So there's a record of the animal's environment, the animal's diet, even aspects of the animal's behavior and reproductive biology, that's all encoded within the structure and composition of tusks and teeth.

NARRATOR: There's also a record of their deaths. Mastodons put down layers of new material in their tusks every two weeks, kind of like the rings on a tree. The thickness of the layers varies with the season: thicker when food is abundant, thinner when it's scarce. Comparing the pattern of thickness in the last layers with the pattern in previous layers reveals the season in which an animal died.

Dan will analyze the small tusks that jut from the chins of mastodons, called mandibular tusks.

First, every specimen is molded and cast. And before he cuts into the fossils, they are scanned in 3D and photographed, to ensure an accurate record of shape and condition.
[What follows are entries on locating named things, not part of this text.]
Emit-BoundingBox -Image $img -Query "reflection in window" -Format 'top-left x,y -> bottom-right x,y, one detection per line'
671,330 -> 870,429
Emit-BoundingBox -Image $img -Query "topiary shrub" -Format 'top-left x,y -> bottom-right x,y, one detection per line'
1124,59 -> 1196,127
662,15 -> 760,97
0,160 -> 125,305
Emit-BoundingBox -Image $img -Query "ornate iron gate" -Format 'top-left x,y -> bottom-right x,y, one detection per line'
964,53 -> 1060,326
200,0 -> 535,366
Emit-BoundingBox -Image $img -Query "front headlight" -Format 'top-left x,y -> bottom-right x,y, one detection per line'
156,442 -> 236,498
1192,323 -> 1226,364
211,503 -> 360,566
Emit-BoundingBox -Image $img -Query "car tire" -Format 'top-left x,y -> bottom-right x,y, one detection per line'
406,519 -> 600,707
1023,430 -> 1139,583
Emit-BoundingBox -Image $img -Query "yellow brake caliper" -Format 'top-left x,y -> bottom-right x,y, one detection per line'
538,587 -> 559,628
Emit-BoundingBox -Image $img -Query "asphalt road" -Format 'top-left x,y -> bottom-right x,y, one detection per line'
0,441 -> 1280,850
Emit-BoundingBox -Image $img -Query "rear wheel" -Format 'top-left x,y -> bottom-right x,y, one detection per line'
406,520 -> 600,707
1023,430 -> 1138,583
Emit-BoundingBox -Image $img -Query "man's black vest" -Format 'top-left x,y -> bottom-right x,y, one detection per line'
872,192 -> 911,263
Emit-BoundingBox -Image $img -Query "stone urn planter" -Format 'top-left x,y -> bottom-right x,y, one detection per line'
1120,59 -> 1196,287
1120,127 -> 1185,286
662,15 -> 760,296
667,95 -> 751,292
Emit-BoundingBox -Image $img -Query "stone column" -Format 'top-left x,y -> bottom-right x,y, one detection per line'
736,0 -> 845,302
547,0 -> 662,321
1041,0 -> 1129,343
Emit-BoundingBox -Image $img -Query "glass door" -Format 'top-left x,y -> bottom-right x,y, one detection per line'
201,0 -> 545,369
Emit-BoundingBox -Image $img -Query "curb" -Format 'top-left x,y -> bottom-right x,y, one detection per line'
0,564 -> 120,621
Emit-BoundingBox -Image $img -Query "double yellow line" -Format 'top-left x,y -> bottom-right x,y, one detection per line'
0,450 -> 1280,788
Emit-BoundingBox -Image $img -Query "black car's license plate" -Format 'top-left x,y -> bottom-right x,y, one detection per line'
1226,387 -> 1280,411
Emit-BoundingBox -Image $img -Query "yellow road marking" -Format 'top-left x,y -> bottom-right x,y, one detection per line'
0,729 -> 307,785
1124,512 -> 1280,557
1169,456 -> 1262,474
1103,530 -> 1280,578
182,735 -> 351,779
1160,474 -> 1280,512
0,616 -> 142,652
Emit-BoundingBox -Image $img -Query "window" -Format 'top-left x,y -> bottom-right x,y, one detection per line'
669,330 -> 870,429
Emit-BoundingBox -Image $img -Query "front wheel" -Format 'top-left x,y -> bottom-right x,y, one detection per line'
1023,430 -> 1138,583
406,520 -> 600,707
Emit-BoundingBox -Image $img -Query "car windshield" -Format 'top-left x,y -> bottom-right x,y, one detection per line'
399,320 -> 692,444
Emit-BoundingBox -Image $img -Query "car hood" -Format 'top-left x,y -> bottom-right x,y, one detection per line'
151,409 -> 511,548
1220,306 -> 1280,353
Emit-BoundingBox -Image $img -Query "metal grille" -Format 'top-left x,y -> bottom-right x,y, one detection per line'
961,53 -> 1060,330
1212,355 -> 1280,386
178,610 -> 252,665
After cutting a specimen, they examine thin sections of tusks that are highly magnified. They compare the tusks from two different animals, both found in the same landslide at the bottom of the ancient lake.

The arrows indicate faint but distinctive lines on tusks that mark the transition from winter to spring, a record of when sparse forage gave way to abundant new growth.

But in both cases, the layers just after the last winter-spring boundary look highly unusual. To Dan, they seem unexpectedly thin, not what you'd expect for an animal feeding on the abundant food of springtime.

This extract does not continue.